The Port Mann project represents the first time a freeze has ever been attempted in the middle of a river. The ground freezing work had to be to be accomplished from a pile-supported platform installed through water directly above the stalled TBM. This presented the crews with a number of logistics challenges:
• All equipment and materials, including the drill and liquid nitrogen storage tanks, had to be crane-lifted on to a barge, transported to the working platform, and offloaded by service crane.
• Lack of a consistent local supply, together with transportation cost considerations, meant that liquid nitrogen had to be trucked from Seattle, WA, which was closer than the nearest Canadian source.
• The liquid nitrogen supply needed to be refilled day and night during freeze build-up, and daily during the maintenance freeze period, requiring frequent barging of supply tankers to the work zone.
INSTALLATION & OPERATION
Sonic drilling was selected to install the freeze pipes. This method utilizes an outer casing with an inner core barrel that is extended to extract the soil and bring it to the surface while the outer casing is pushed forward to maintain the open hole. Since sonic drilling does not require fluids to assist the return of drill cuttings to the surface, no liquid spoils are generated that could be released into the river environment, an important consideration.

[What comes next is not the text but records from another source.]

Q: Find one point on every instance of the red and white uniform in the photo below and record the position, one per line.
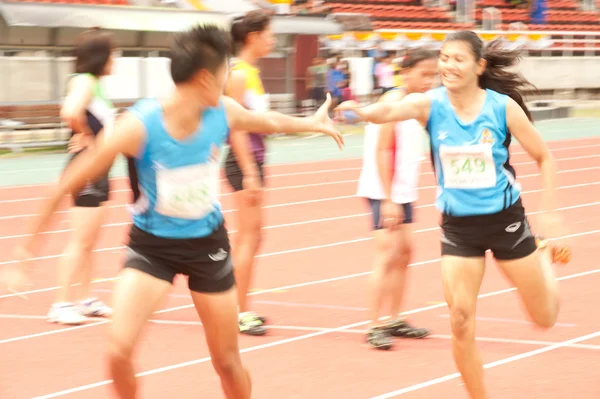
(409, 145)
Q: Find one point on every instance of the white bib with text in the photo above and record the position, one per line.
(188, 192)
(468, 167)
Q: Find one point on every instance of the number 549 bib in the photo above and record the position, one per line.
(468, 167)
(188, 192)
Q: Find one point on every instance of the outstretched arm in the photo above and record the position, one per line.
(523, 130)
(385, 146)
(274, 122)
(413, 106)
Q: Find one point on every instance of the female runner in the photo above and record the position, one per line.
(471, 120)
(86, 111)
(176, 145)
(253, 39)
(389, 178)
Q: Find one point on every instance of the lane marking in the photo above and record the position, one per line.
(489, 365)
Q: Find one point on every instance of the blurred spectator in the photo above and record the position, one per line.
(537, 11)
(316, 80)
(384, 71)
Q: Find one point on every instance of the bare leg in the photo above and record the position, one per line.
(218, 313)
(534, 278)
(247, 243)
(462, 279)
(397, 274)
(379, 285)
(137, 295)
(75, 264)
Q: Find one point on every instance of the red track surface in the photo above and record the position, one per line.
(311, 284)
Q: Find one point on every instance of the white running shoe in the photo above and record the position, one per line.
(93, 307)
(65, 313)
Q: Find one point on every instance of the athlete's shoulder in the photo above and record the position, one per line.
(497, 98)
(437, 94)
(144, 108)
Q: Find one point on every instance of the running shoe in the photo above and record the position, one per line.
(65, 313)
(93, 307)
(251, 324)
(560, 253)
(402, 329)
(379, 338)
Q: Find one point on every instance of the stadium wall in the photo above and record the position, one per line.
(40, 79)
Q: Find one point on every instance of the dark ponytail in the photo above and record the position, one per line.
(496, 76)
(241, 27)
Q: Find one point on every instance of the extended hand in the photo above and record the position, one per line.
(324, 124)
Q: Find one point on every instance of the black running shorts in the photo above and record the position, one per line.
(94, 193)
(234, 174)
(206, 261)
(507, 234)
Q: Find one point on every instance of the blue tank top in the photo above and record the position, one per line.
(179, 181)
(471, 160)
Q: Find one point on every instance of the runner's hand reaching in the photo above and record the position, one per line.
(324, 124)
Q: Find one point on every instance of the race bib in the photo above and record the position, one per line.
(468, 167)
(189, 192)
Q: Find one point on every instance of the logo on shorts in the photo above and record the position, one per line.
(513, 227)
(219, 256)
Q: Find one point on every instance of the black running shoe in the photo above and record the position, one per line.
(400, 328)
(379, 338)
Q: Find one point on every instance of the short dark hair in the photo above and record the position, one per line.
(92, 51)
(241, 27)
(201, 47)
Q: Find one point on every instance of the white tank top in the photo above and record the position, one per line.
(409, 152)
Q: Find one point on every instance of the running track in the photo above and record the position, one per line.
(311, 281)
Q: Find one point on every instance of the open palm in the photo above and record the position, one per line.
(324, 124)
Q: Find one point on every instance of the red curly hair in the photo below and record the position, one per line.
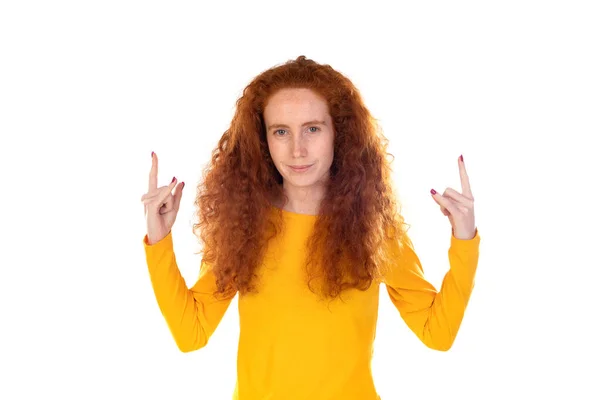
(357, 213)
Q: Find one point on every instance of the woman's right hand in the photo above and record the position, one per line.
(160, 205)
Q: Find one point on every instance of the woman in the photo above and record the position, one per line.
(297, 215)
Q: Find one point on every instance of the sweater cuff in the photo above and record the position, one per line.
(465, 245)
(165, 244)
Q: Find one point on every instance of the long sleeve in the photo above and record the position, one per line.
(434, 316)
(191, 314)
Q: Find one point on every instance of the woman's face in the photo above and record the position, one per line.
(300, 134)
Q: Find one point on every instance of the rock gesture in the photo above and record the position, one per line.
(458, 207)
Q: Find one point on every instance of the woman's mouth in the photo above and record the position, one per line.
(299, 168)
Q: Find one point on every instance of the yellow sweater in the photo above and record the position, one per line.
(294, 346)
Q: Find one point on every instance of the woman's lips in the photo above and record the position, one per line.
(300, 168)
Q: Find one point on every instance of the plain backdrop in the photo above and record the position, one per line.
(89, 89)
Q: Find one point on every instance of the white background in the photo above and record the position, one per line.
(89, 89)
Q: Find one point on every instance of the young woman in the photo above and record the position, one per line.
(298, 217)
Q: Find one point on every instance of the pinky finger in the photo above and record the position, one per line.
(444, 202)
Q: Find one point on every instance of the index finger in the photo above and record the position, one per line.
(464, 178)
(153, 180)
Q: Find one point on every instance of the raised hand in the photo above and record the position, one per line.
(459, 207)
(160, 205)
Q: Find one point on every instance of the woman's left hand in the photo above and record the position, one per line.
(458, 207)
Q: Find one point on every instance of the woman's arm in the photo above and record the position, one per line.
(434, 316)
(191, 314)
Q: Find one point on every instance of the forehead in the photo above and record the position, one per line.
(295, 104)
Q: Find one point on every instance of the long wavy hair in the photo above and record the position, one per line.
(358, 212)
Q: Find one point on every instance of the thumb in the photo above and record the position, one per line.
(177, 196)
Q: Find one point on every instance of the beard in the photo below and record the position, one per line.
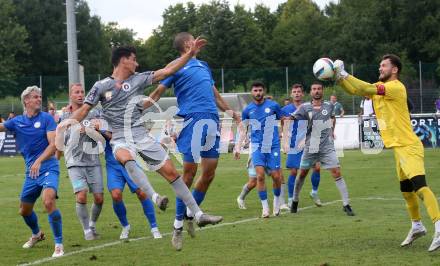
(317, 97)
(384, 77)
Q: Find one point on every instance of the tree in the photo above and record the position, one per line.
(13, 42)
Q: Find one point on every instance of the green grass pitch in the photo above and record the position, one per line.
(314, 236)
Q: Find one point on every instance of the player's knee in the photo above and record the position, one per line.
(141, 195)
(418, 182)
(317, 168)
(49, 204)
(81, 197)
(25, 211)
(406, 186)
(116, 195)
(99, 198)
(293, 172)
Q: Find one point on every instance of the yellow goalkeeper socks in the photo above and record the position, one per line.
(430, 202)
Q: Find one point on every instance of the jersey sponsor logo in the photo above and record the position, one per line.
(108, 95)
(92, 94)
(86, 123)
(126, 87)
(380, 89)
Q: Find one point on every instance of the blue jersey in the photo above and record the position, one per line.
(31, 138)
(298, 129)
(258, 115)
(193, 88)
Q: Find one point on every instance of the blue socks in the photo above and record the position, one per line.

Drilling and freeze pipe installation was a round-the-clock operation, with a number of quality control measures instituted to ensure a smooth and problem free operation. An 8-inch (200-mm) diameter surface casing was installed through the working platform and set to 5 ft (1.5 m) below the mud line and surveyed with inclinometers. The 6-inch (150-mm) sonic drill outer casing and 4-inch (100-mm) core barrel were advanced incrementally to design depths as soil was extracted. Surveys were made at the mid-point and immediately above the TBM to verify clearance but also to ensure that the pipes were close enough to the TBM face to achieve a proper bond. The freeze pipes themselves were instrumented with thermocouples placed every few feet to verify that the liquid nitrogen was maintained at a level sufficient to fulfil the design objective yet not extend the freeze outside of the target zone, and to control nitrogen flow to individual pipes.
The liquid nitrogen was delivered to drop pipes within the individual freeze pipes via an on-deck distribution manifold. Gas generated as the liquid nitrogen boiled traveled up the annulus between the freeze pipe and drop pipe and was vented to the atmosphere. After 12 days of freezing, the temperature data indicated that the freeze was sufficiently formed to allow safe entry into the cutter head chamber to begin repair work. The freeze was discontinued at the completion of the repairs and tunneling operations were able to resume immediately thereafter.